Estupendo. La chorrada era aún más grande de lo que creía. Aún así, instintivamente, miré. La chorrada de mi hija no era del todo mentira. A decir verdad, era verdad. La luz del semáforo en rojo había teñido una rama rebelde de uno de los viejos olmos.
– ¡Ha cambiado! ¡Ha cambiado de color! ¡Ahora es naranja!
Ámbar. Y muy pronto llegarían los gritos alertándome de una nueva mutación a rojo.
Volví a mirar, recuerdo, y después me giré hacia ella que, a su vez, dejó de contemplar el «espectáculo» para observarme a mí. Tenía esa mirada habladora que parecía guardarse algo. Un brillo que era en su mitad la ilusión de una niña pequeña y, en su otra mitad, algo desconocido para mí.
No sé cómo ni por qué, pero por un momento, dejé de ser esa madre que detestaba y volví a ser la que era normalmente (cuando no llovía, cuando no había tráfico, cuando no llegábamos tarde, cuando no era el final de un día de perros).
– ¡Madre mía, Sara! ¡Es la rama mágica, la hemos encontrado!
– ¿Qué dices? – me respondió ella entre divertida y atenta. En su expresión se libraba una batalla: una niña contra una adulta.
– Sí, sí, lo que oyes. ¡La rama mágica! Sólo hay una en cada gran ciudad, y quien la encuentra… (mi imaginación comenzó a flaquear nada más nacer), bueno, quien la encuentra tendrá mucha suerte en todo.
– Mmmm…. ¿Y qué poder se supone que tiene la rama multicolor? ¡Esta roja, ahora es roja como mi bufanda!
La niña había ganado la batalla por el momento.

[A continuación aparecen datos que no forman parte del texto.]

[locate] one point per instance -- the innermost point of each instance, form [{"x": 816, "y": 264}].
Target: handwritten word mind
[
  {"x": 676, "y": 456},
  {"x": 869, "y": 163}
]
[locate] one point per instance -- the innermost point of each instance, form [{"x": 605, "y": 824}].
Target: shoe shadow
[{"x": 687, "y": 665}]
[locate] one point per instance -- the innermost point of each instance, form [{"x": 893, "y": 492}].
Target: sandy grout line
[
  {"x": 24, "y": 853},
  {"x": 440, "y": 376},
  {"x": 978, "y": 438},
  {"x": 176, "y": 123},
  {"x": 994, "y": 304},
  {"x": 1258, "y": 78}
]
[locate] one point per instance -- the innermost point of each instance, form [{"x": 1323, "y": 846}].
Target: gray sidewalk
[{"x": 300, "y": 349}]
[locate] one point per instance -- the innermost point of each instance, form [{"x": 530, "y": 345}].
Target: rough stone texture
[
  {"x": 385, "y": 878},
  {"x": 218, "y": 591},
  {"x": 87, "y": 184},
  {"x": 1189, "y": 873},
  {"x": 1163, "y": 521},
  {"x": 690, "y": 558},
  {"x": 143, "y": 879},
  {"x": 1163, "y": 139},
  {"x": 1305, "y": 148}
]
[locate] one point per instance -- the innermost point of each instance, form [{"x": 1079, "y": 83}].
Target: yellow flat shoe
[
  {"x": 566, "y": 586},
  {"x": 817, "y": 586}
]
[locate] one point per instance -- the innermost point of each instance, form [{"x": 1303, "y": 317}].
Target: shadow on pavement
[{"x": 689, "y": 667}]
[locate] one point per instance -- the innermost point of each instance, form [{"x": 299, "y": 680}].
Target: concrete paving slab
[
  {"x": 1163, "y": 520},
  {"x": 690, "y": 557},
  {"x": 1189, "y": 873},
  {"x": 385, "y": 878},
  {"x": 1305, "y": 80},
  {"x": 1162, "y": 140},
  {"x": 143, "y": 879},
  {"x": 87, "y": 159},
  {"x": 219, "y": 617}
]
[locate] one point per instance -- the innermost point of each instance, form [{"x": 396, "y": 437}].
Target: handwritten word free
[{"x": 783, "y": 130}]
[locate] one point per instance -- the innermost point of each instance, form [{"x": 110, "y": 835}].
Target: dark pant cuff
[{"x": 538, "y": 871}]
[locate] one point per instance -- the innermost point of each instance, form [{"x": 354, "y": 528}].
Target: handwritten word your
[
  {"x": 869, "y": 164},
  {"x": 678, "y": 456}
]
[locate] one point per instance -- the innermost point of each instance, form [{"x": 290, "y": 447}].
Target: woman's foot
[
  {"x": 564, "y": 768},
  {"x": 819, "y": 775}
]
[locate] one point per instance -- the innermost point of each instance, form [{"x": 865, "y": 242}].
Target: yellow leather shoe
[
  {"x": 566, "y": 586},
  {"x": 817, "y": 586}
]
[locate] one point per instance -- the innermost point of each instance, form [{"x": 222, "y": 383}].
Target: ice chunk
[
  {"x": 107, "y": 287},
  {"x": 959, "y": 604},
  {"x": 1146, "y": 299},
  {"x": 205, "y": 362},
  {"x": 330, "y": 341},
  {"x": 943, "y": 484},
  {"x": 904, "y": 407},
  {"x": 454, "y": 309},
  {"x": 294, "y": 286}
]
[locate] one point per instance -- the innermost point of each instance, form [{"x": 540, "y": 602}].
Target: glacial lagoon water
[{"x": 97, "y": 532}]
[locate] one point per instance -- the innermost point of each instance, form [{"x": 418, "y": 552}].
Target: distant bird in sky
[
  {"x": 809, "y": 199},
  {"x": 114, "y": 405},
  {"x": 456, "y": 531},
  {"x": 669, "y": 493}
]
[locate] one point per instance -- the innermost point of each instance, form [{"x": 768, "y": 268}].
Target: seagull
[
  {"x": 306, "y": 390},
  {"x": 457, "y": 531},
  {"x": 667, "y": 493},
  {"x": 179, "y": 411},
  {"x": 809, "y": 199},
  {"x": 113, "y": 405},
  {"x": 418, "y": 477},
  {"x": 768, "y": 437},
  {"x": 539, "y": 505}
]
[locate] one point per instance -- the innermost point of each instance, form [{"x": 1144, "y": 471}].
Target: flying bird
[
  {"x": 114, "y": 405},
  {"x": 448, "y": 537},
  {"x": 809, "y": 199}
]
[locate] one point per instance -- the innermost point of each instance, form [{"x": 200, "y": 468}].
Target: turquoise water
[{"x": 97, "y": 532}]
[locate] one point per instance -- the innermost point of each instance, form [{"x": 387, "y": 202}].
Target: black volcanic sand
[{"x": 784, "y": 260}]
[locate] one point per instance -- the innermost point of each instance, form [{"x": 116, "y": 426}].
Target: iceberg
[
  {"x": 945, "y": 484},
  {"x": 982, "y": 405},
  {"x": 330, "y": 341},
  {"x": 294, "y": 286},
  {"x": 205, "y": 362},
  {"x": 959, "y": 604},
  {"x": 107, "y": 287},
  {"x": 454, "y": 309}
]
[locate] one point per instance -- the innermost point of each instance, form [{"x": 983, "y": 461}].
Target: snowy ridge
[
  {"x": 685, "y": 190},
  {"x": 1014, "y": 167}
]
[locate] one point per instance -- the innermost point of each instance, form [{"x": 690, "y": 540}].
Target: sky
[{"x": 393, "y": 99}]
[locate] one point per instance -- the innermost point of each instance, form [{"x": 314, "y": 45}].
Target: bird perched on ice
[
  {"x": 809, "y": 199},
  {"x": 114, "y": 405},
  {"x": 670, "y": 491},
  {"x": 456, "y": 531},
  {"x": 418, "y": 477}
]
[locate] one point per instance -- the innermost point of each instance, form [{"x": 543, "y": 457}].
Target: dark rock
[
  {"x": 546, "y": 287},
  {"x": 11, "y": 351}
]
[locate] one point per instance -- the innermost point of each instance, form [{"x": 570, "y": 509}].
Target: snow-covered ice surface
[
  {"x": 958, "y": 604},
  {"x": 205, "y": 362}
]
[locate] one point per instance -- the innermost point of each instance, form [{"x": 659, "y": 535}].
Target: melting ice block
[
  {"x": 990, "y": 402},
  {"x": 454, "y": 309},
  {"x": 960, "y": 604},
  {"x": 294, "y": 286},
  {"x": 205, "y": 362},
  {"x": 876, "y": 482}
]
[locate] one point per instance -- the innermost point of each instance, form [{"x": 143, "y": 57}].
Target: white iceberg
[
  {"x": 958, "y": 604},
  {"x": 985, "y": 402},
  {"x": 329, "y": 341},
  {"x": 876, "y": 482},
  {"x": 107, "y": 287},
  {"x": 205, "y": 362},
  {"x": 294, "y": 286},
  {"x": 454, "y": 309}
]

– Déjame pensar… Bueno, tiene el poder, que no es poco, de recordarle a la gente que en una gran ciudad ajetreada como esta también hay magia. Ya sabes, todo el mundo habla de amaneceres, de estrellas, de flores… ¡Como si un buzón o un rascacielos no fueran pura magia!
– ¿Lo son?
– Pues claro. Sólo que hace falta más de un vistazo para darse cuenta. El hierro puede ser tan mágico como el pétalo de una flor. ¡Ahí tienes a la Torre Eiffel! Y para eso existe la Rama Mágica, para recordarnos que hay muchas cosas especiales detrás un día normal en una ciudad donde nadie conoce a nadie.
– ¿Como qué cosas, mamá?
– Pues…. Un café. Un café es un antídoto contra el peor de los venenos: la pereza. Un rascacielos nos permite escalar hasta las estrellas. Y un atasco… ¡no hay nada igualable a un atasco! Es un milagro ese desfile de luces hasta el infinito.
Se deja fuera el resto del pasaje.